If an algorithm is consistent and stability requirements are satisfied, the numerical solution will converge to the solution of the original PDE.

This is why consistency and stability is so important; if you have both, then you have convergence, which tells you that the problem you’re solving is the problem you are actually trying to solve.

Accuracy #

The solution exists at discrete locations for multiple variables, e.g \( \rho, p, u, v, \ldots \), so we want a convenient measure of solution accuracy.

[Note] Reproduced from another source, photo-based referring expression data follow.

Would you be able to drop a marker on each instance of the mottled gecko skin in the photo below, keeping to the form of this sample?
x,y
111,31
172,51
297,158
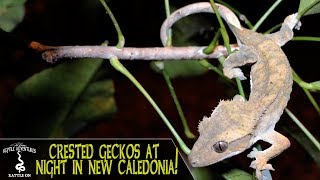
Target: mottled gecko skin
x,y
235,125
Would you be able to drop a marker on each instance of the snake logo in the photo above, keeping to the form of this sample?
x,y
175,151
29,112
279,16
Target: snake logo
x,y
20,167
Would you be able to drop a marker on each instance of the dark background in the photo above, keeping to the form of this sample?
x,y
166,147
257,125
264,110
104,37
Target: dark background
x,y
81,22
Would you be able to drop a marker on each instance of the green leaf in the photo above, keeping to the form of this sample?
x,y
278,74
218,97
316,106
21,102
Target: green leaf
x,y
316,85
237,174
185,32
308,7
60,97
305,142
11,13
183,68
203,173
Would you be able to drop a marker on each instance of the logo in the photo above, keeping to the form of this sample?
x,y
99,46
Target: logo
x,y
19,148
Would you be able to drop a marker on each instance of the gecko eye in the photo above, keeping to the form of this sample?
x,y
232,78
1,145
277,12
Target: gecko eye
x,y
220,146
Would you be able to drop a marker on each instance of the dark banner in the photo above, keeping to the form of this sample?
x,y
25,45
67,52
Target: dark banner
x,y
91,159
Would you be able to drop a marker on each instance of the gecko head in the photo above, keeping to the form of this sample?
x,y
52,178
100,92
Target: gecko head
x,y
221,137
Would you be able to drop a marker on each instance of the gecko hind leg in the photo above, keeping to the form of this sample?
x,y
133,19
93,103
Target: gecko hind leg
x,y
244,56
278,144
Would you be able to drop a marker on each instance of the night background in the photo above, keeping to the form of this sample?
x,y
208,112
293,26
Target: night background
x,y
129,114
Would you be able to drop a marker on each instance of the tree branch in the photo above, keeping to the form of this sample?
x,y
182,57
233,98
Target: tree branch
x,y
51,54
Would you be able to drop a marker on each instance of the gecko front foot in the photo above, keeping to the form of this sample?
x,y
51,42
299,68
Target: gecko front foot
x,y
234,72
260,162
292,21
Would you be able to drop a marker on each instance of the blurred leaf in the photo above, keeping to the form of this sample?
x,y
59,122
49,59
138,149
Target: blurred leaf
x,y
202,174
237,174
305,142
11,13
183,68
315,85
95,103
185,32
308,7
48,101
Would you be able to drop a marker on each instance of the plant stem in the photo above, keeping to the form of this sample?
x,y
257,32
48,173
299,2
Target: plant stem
x,y
303,128
121,39
226,43
213,44
166,76
118,66
238,13
222,27
264,17
186,128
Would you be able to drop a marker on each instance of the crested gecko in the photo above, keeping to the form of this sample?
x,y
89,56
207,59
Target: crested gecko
x,y
235,125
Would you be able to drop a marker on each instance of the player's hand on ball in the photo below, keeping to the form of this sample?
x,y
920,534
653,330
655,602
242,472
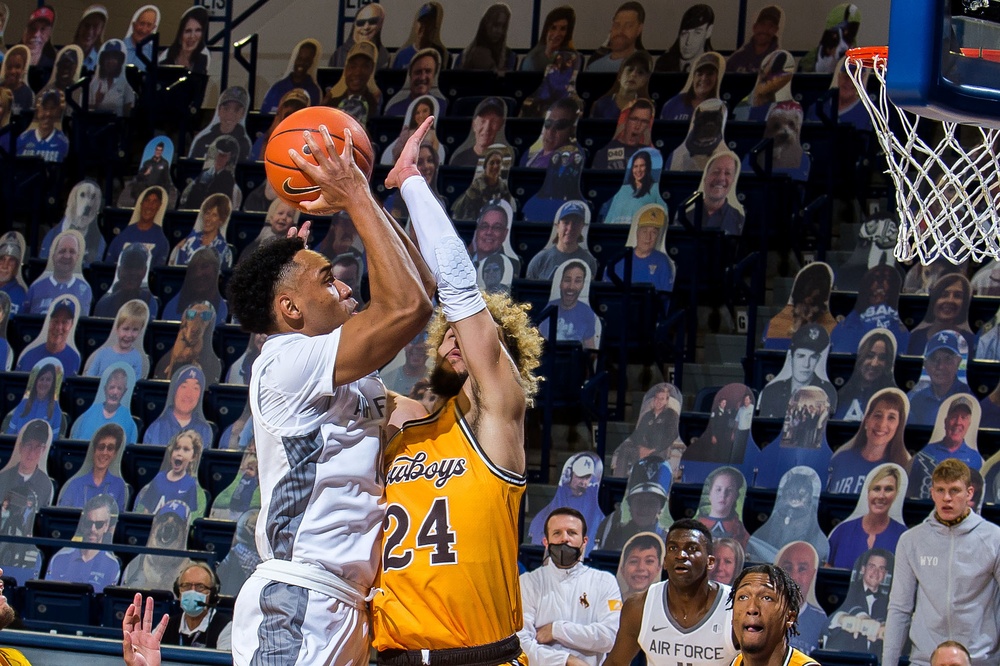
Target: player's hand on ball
x,y
406,165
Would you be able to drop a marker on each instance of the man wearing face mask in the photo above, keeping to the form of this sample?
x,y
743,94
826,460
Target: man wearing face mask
x,y
570,610
200,623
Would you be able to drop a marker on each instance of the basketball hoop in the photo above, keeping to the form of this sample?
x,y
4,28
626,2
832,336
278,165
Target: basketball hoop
x,y
947,194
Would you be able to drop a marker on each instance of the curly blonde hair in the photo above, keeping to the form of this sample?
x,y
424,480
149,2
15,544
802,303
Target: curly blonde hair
x,y
520,336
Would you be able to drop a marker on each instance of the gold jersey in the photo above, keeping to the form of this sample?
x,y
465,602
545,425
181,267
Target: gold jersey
x,y
449,554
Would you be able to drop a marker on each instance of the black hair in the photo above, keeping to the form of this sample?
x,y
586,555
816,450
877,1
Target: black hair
x,y
783,585
694,526
254,281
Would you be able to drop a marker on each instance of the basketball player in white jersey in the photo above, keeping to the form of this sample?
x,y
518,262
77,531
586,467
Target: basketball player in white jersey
x,y
684,619
318,408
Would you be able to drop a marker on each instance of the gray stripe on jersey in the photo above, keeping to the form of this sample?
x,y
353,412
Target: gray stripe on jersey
x,y
279,636
292,493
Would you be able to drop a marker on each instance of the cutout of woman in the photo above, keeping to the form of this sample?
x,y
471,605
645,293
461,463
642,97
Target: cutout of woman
x,y
805,365
800,561
109,90
201,283
425,34
641,563
89,35
230,120
877,306
83,206
877,519
489,183
947,309
809,303
177,478
154,169
418,111
632,83
56,339
873,371
703,83
568,240
803,438
193,345
189,48
640,186
488,124
727,439
218,175
131,283
209,231
648,240
6,352
279,218
292,101
25,487
183,410
488,50
367,27
721,506
879,440
242,559
243,494
562,184
169,530
794,518
656,430
729,558
41,399
570,293
955,436
101,472
99,568
556,35
644,508
578,488
763,39
704,138
124,343
112,404
858,624
774,85
357,93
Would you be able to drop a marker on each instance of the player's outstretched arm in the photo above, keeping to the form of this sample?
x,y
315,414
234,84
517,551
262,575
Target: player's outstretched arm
x,y
399,307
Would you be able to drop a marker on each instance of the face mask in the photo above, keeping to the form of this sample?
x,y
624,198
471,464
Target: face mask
x,y
564,555
193,603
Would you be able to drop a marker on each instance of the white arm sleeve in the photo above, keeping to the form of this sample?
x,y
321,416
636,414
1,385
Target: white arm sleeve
x,y
443,251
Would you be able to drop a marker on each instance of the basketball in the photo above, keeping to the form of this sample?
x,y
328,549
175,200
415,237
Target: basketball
x,y
291,184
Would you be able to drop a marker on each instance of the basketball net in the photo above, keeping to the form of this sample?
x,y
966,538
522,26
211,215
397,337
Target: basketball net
x,y
947,194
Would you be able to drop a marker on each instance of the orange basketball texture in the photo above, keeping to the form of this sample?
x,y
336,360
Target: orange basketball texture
x,y
287,180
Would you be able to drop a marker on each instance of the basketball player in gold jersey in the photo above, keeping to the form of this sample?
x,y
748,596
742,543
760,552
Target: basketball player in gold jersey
x,y
448,591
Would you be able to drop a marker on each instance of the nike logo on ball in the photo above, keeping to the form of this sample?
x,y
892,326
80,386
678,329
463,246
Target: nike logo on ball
x,y
287,188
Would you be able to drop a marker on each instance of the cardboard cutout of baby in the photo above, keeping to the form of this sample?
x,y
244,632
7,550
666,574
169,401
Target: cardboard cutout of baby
x,y
877,306
954,436
562,184
794,518
727,439
98,568
25,487
169,531
805,365
656,431
877,520
578,489
809,303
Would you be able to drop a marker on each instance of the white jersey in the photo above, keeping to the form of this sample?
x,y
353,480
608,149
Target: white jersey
x,y
318,449
708,643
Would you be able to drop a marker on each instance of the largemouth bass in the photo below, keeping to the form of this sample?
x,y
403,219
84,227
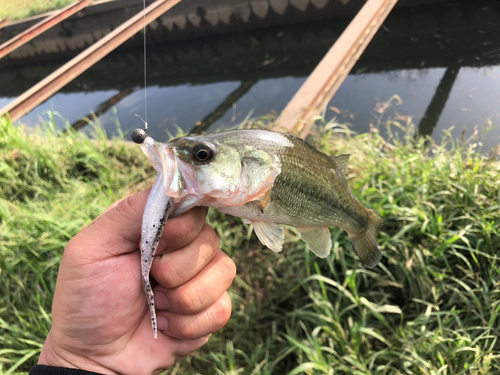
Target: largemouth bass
x,y
267,178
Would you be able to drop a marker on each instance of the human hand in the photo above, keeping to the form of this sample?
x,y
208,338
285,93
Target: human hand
x,y
100,317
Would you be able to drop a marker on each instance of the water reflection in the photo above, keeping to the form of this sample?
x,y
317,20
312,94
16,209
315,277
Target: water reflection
x,y
443,60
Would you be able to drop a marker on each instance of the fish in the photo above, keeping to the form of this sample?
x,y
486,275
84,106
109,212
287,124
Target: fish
x,y
267,178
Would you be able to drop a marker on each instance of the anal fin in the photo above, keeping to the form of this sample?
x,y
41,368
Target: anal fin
x,y
270,234
318,239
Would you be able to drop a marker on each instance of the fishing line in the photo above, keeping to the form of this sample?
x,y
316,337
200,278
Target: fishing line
x,y
145,67
139,135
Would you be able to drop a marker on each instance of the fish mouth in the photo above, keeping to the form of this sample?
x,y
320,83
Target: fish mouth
x,y
165,162
178,177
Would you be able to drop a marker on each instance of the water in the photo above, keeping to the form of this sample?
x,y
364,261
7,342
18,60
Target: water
x,y
442,60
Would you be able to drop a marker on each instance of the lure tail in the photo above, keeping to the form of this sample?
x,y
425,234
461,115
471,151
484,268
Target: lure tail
x,y
158,208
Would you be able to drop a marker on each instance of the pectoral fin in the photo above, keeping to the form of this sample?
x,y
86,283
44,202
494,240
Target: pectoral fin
x,y
270,234
318,239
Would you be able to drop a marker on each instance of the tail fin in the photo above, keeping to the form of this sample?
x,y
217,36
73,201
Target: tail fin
x,y
365,243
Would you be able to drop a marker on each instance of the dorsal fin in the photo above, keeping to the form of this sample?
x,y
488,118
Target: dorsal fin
x,y
341,161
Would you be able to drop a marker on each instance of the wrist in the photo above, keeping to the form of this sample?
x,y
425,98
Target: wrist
x,y
53,355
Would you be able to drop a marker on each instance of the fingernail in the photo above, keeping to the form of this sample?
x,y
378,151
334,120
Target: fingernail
x,y
162,301
162,323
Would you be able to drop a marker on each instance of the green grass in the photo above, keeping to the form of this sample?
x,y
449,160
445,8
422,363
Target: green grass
x,y
19,9
431,307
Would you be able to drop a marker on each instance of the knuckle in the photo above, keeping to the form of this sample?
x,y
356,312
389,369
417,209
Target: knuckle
x,y
222,311
210,237
167,274
189,302
189,331
228,267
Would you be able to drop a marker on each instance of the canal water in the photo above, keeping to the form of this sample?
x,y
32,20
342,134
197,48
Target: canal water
x,y
441,60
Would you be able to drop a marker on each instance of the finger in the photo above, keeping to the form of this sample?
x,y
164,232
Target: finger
x,y
199,293
118,229
183,348
191,327
175,268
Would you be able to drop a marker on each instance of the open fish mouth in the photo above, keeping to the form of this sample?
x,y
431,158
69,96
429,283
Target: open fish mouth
x,y
159,207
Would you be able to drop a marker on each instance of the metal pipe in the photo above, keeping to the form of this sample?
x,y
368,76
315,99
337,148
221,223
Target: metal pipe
x,y
69,71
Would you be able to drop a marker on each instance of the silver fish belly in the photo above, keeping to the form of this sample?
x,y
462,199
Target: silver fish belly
x,y
267,178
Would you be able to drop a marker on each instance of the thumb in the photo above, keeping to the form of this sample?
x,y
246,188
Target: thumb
x,y
117,230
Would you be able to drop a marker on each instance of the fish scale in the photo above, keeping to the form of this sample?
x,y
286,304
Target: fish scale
x,y
267,178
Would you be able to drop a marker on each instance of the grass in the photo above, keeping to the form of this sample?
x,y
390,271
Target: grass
x,y
431,307
19,9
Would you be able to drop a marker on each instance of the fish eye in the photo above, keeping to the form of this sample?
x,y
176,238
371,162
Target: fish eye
x,y
202,153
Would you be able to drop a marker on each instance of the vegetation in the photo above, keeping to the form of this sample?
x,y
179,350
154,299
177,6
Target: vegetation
x,y
19,9
431,307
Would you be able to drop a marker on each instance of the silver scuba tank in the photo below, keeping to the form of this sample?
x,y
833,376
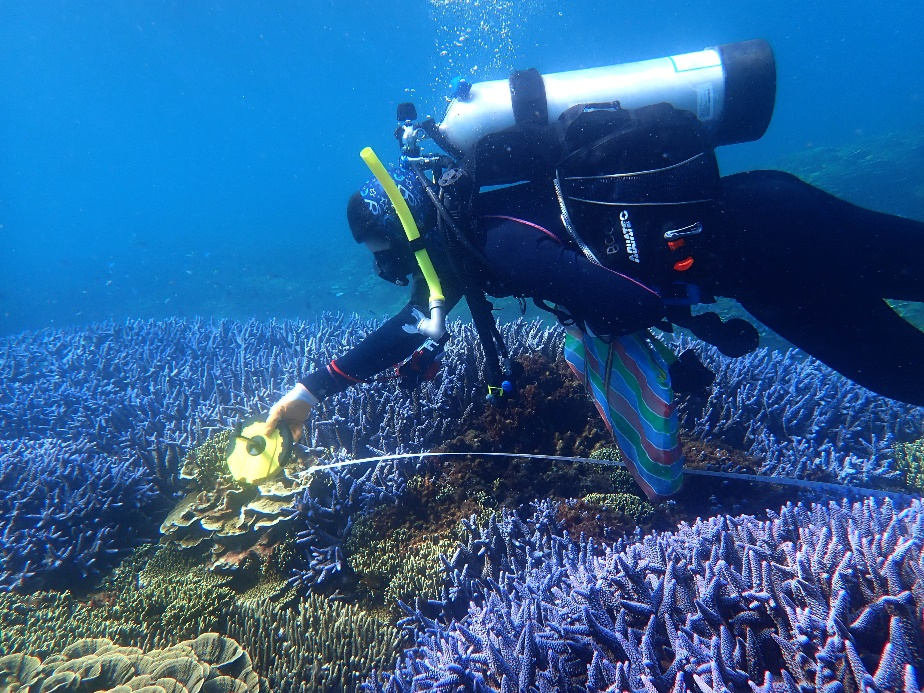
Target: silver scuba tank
x,y
731,88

The general p-norm is defined as

\[\text{p-norm} = L_p = \left[\sum_{j=1} ^J |z|^p \right]^{1/p}\]

In practice, the most common norms that we use are the 1, 2, or \( \infty \)-norms.

\[L_1 = \sum |z| \quad \text{(average)}\] \[L_2 = \left[ \sum |z|^2 \right]^{1/2} \quad \text{(variance)}\] \[L_{\infty} = \text{max}|z| \quad \text{(max-norm)}\]

In practice, the 2-norm is the most rigorous definition of the error. Specifically, we define the error norm in the form

\[\text{Error norm} = \left[ \sum_{j=1} ^{J} \Delta x ( \varepsilon) ^2 \right] ^{1/2} = \sqrt{\Delta x} || \varepsilon ||_2\] \[\varepsilon_j = u_j - \overline{u}\]

Sources of Errors? #

Where do errors come from? In order to reduce our model’s error, we must first understand where the errors come from.

Truncation errors - Result from the terms in the Taylor series difference approximation that are neglected. They can be reduced by using higher accuracy difference operators.

Round-off errors - Result of the limited machine accuracy (accuracy of floating point representation). It can be reduced by using higher precision to store values, or by performing fewer calculations.

Bugs - Don’t have bugs. ha. ha. ha. But really, we can minimize programming errors through practices like good planning, good comments, etc.